– Perang Rusia dengan Ukraina membuat aksi “buang” dolar Amerika Serikat (AS) semakin banyak terjadi. Sebabnya, langkah Amerika Serikat dan Sekutu yang membekukan cadangan devisa Rusia dalam bentuk dolar AS.
Dolar AS yang mendominasi dunia sejak 1920an membuat Amerika Serikat bisa menggunakannya sebagai senjata yang bisa merugikan negara-negara lain.
Bank sentral di berbagai negara pun banyak memborong emas pada tahun lalu agar cadangan devisa mereka lebih terdiversifikasi, tidak hanya didominasi dolar AS.
“Pesan yang diberikan oleh bank sentral dengan membeli banyak emas adalah mereka tidak mau tergantung dengan dolar AS sebagai aset utama dalam cadangan devisa,” kata Carsten Menke, Head of Next Generation Research di Julius Baer, sebagaimana dikutip Financial Times, Kamis (29/1/2022).
“Langkah bank sentral kembali ke emas menunjukkan latar belakang geopolitik saat ini adalah ketidakpercayaan, keraguan dan ketidakpastian setelah Amerika Serikat dan sekutu membekukan cadangan devisa Rusia dalam bentuk dolar,” kata Adrian Ash, Kepala riset BullionVault.
Kepala riset BullionVault, Andrian Ash mengatakan Amerika Serikat (AS) dan sekutu yang membekukan cadangan devisa Rusia dalam bentuk dolar AS menjadi salah satu pemicu bank sentral kembali memborong emas.
Beberapa negara pun kini mulai mempertimbangkan mengurangi penggunaan dolar AS, termasuk Uni Emirat Arab (UEA) yang merupakan sekutu dekat Amerika Serikat di Timur Tengah.
UEA kini semakin dekat dengan India untuk menggunakan mata uang lokal rupee dan dirham sebagai pembayaran perdagangan non-minyak mentah.

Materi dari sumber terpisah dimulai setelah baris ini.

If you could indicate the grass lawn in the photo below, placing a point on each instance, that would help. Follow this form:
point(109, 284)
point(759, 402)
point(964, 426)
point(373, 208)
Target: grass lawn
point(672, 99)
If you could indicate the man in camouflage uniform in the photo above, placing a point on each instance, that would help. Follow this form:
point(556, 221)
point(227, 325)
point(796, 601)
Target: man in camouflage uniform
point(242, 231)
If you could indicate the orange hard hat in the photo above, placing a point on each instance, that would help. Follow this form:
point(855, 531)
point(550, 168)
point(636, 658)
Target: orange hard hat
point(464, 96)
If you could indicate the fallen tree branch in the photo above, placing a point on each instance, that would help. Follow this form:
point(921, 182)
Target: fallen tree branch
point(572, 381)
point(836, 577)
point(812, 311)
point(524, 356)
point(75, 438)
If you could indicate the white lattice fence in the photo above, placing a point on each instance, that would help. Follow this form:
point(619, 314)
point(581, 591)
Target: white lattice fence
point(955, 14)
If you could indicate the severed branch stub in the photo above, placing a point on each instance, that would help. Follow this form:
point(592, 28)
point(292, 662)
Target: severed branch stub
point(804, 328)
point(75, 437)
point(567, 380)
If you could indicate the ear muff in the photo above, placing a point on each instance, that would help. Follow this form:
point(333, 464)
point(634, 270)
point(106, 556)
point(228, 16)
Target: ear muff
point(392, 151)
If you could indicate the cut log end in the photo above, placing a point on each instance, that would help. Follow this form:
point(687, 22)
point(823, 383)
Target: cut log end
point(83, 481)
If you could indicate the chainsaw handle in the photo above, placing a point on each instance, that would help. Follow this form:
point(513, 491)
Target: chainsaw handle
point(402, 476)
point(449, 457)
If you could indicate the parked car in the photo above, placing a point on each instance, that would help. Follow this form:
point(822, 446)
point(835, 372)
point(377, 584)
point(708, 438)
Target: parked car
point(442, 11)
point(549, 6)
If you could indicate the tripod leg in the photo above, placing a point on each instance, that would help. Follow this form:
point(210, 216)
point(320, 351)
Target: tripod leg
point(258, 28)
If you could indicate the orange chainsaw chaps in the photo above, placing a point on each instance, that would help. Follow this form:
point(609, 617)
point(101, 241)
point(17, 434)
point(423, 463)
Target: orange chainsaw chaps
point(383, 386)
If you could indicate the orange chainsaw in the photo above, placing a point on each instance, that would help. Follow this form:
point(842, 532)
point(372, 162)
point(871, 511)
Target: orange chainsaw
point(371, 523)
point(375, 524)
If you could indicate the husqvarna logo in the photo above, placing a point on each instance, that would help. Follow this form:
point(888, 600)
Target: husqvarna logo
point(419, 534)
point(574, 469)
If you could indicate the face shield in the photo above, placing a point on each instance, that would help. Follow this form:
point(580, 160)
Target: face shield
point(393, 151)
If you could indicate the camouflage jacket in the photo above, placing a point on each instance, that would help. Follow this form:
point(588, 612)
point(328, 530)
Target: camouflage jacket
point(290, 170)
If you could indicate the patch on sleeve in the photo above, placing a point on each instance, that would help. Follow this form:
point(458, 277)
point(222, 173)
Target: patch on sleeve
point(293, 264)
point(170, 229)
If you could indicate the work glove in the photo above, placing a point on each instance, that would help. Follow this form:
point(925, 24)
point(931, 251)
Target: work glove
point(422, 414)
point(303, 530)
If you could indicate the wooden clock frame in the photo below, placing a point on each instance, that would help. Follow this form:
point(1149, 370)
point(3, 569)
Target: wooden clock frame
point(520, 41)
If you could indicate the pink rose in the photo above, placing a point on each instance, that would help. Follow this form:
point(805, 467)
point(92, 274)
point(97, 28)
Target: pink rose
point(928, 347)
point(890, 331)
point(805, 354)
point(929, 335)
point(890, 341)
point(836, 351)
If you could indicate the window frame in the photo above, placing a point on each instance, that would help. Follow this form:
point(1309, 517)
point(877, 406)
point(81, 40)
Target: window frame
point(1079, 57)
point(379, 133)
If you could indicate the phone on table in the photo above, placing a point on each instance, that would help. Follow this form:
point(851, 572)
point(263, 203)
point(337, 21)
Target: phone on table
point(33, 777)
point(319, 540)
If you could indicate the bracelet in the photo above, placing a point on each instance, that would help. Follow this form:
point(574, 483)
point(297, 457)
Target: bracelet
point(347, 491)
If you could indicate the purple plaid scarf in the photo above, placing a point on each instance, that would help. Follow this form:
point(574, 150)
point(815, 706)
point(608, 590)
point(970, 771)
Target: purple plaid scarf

UEA merupakan mitra dagang terbesar ketiga India setelah Amerika Serikat dan China.
Pada tahun fiskal 2022, nilai perdagangan India-UEA mencapai US$ 73 miliar.
Media berbahasa Inggris di India, Financial Express melaporkan, kedua negara kemungkinan akan segera mengumumkan kesepakatan penggunaan mata uang lokal tersebut.
Sebelum UEA, sudah ada 18 negara yang sepakat dan bisa menggunakan rupee sebagai alat pembayaran. German dan Inggris menjadi negara besar Eropa yang bisa bisa menggunakan rupee, dari Asia ada Singapura dan Malaysia. Rusia juga termasuk di dalamnya.
Dolar AS memang sangat dominan di dunia, menjadi mata uang yang paling banyak digunakan dalam perdagangan internasional. Harga aset juga mayoritas dipatok dengan the greenback.
Berdasarkan data dari Atlantic Council yang mengutip data dari bank sentral AS (Federal Reserve/The) pada periode 1999-2019, penggunaan dolar AS dalam transaksi internasional di wilayah Amerika Utara dan Selatan mencapai 96,4%. Kemudian di Asia Pasifiknilainya mencapai 74%.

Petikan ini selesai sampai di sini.